Lopes, A.L.; Morais, P.; Pimentel, M.; Rosa, R.; Munday, P.; Gonçalves, E.J.; Faria, A.M. (2016). Behavioural lateralization and shoaling cohesion of fish larvae altered under ocean acidification. Marine Biology. DOI: 10.1007/s00227-016-3026-4.
Silva, S. E.; Novais, S.C.; Lemos, M.F.; Mendes, S.; Oliveira, A.P.; Gonçalves, E.; Faria, A.M. (2016). Effects of ocean acidification on the swimming ability, development and biochemical responses of sand smelt larvae. Science of the Total Environment, 563–564: 89–98. DOI: 10.1016/j.scitotenv.2016.04.091
Projects in collaboration
SARDITEMP – Impact of climate change on the ecology and dynamics of small pelagic fish (2018-2021)

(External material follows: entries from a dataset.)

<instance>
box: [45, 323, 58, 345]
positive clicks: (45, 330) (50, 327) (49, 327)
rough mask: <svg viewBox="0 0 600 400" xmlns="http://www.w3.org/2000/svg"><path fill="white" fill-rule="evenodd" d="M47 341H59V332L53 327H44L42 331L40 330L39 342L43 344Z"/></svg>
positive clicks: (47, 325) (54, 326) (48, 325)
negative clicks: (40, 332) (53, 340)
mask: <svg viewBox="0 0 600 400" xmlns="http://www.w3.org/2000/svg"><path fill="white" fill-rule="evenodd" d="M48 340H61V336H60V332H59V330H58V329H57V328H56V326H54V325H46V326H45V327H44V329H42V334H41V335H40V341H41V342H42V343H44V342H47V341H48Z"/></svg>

In this project I will be running experiments aiming at addressing the impacts of ocean warming on behaviour and development of Sardina pilchardus larvae.
FISHNOISE – Impact of anthropogenic noise on fish fitness (2018-2020)
In this project I will be responsible for experiments aiming at addressing the impacts of anthropogenic noise on behaviour and development of larvae of two species, Argyrossomus regius and Halobatrachus didactylus.
REEFFISH – Identifying the drivers of recruitment success in temperate reef fish (PTDC/MAR-EST/4356/2012) (2013-2015).
MATRIX– Understanding temperate reef fish connectivity (PTDC/MAR/115226/2009) (2011-2014).